In its season premiere, though, “Yellowjackets” sets itself apart from “Lost” and most other mystery box shows like it in an intriguing, major way. The contrast comes in the episode’s cold open, a tremendous montage set to Sharon Van Etten’s “Seventeen.” The scene gets viewers up to speed after a time jump, showing us what the stranded teammates’ typical winter mornings look like inside the abandoned cabin they now call home.
The premiere introduces a strange morning ritual
As the snow falls, the girls sleep by a well-tended fireplace, bundled in their thickest clothes. They’ve clearly developed some efficient systems since we last saw them; Taissa (Jasmin Savoy Brown) sleeps tied to Van (Liv Hewson) to prevent sleepwalking, the team catches drops of water in a bucket for later use, and when Travis (Kevin Alves) and Natalie (Sophie Thatcher) bundle up to go search for help (and Javi) they cram papers into the lining of their clothes for added warmth. This group is clearly clever and capable. But the explorers also do something else before they head out: stop to receive a blessing from Lottie (Courtney Eaton), the possibly prophetic or possibly mentally ill girl who managed to inexplicably kill a bear in the first season finale.

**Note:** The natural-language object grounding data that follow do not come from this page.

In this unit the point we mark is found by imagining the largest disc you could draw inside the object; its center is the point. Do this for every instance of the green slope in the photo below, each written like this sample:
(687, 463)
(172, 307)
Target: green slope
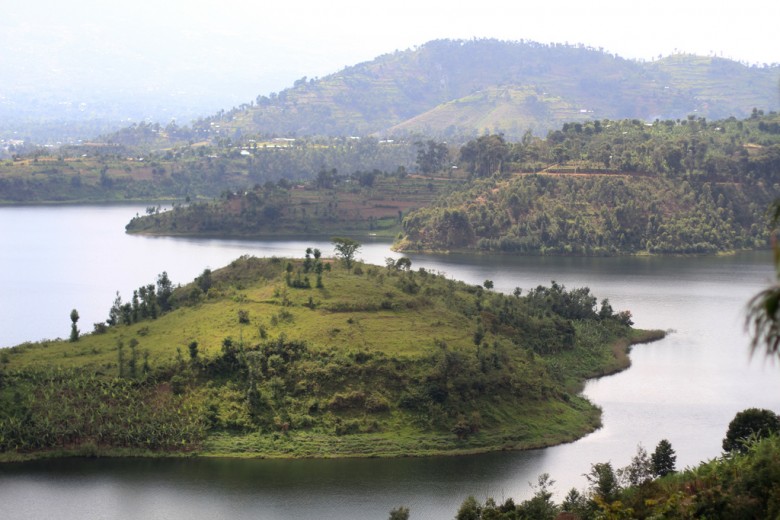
(390, 92)
(256, 360)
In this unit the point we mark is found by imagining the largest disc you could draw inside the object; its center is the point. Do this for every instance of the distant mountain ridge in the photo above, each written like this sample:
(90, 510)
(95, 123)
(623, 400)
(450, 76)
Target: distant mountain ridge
(454, 87)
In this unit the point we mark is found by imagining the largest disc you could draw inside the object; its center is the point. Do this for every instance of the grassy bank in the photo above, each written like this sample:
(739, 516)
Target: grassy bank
(308, 358)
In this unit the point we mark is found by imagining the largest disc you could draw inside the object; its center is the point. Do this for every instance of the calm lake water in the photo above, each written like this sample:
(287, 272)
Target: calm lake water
(685, 388)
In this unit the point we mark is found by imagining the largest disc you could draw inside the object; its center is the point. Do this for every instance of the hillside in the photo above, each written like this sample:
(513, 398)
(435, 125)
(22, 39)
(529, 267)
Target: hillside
(612, 187)
(286, 358)
(439, 88)
(367, 203)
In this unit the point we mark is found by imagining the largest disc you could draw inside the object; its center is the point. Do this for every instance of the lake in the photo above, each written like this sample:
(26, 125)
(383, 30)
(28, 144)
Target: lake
(685, 388)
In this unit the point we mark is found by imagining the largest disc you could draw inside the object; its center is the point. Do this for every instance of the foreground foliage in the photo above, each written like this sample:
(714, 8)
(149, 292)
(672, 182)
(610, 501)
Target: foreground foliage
(737, 486)
(258, 359)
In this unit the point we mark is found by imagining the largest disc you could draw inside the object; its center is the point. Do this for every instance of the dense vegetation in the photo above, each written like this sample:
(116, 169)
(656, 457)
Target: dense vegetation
(735, 486)
(606, 187)
(365, 202)
(138, 171)
(272, 357)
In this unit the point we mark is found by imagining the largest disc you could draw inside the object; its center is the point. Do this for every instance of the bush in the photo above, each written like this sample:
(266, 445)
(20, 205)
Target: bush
(747, 425)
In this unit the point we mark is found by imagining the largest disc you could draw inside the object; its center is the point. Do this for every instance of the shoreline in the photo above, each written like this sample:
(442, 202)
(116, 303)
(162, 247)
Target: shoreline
(349, 446)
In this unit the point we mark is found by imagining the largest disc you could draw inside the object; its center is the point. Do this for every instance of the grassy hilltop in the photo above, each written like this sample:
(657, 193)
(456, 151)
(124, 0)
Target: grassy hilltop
(306, 358)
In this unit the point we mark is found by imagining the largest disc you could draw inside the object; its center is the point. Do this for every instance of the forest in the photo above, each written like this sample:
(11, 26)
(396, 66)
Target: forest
(611, 187)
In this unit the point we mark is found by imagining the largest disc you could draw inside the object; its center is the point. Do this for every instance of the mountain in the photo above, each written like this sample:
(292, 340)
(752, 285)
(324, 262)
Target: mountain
(611, 187)
(455, 88)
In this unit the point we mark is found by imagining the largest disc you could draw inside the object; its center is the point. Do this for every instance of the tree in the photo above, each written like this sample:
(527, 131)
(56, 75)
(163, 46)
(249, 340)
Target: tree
(400, 513)
(469, 510)
(485, 155)
(603, 482)
(763, 317)
(74, 331)
(639, 471)
(164, 292)
(346, 249)
(748, 425)
(403, 264)
(541, 505)
(663, 459)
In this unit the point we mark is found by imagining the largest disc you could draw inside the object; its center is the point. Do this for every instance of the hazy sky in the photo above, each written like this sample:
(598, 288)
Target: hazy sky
(231, 50)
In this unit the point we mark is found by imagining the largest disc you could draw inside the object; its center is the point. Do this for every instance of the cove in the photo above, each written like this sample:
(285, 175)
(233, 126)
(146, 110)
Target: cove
(685, 388)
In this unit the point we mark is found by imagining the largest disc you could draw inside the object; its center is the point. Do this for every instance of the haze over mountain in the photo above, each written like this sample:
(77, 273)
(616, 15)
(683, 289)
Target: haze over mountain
(449, 88)
(79, 68)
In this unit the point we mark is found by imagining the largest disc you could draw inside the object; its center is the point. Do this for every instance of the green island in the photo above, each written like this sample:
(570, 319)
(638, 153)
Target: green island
(315, 357)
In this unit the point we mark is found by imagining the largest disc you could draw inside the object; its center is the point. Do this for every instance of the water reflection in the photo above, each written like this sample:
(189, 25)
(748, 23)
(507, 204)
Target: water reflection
(685, 388)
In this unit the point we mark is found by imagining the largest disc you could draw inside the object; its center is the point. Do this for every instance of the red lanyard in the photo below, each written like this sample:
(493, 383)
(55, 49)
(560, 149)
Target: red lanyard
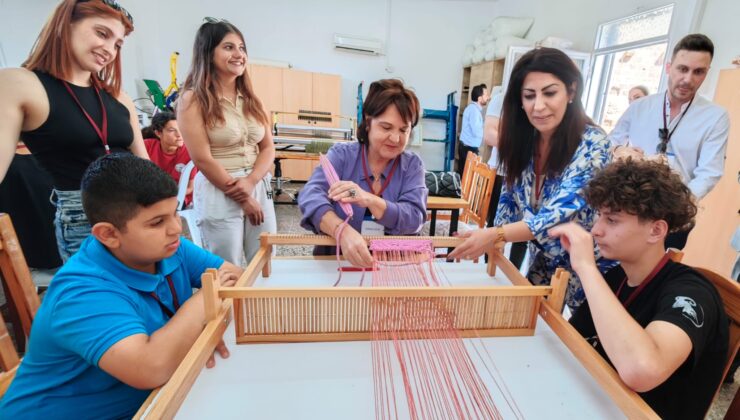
(663, 261)
(102, 132)
(175, 302)
(666, 133)
(367, 176)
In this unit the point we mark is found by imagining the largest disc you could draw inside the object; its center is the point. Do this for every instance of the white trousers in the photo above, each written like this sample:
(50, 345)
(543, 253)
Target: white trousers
(225, 230)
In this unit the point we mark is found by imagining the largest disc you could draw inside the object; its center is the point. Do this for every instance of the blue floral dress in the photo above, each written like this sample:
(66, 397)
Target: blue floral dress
(562, 201)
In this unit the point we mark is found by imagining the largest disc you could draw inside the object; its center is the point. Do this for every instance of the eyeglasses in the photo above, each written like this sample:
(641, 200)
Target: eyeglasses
(114, 5)
(209, 19)
(663, 145)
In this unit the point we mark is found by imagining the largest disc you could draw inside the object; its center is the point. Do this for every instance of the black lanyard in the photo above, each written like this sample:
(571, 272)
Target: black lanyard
(102, 132)
(663, 261)
(367, 176)
(175, 301)
(666, 135)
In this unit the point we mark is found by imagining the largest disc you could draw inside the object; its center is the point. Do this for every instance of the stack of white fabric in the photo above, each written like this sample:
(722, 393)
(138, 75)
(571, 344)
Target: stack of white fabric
(494, 40)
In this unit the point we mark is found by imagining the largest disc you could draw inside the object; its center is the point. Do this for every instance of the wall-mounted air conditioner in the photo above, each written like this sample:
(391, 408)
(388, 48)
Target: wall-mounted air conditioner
(358, 45)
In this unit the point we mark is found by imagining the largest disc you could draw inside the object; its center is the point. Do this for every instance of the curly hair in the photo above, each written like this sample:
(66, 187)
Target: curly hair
(648, 189)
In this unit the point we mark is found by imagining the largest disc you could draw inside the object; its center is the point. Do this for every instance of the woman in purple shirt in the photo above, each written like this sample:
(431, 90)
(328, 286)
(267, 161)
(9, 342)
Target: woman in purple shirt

Lottie greets the pair with a complex ritual, involving putting ashes on their palms, waving a smokey branch in their faces, and having them drink from a mug of water that includes a drop of her blood. She also draws the mysterious symbol we’ve seen before on the window after they leave. “It’s not like this wicca bulls**t is doing us any good,” Natalie says, but she takes the mug anyway. Lottie isn’t phased by the comment. “Well, you keep coming back alive, don’t you?” she points out.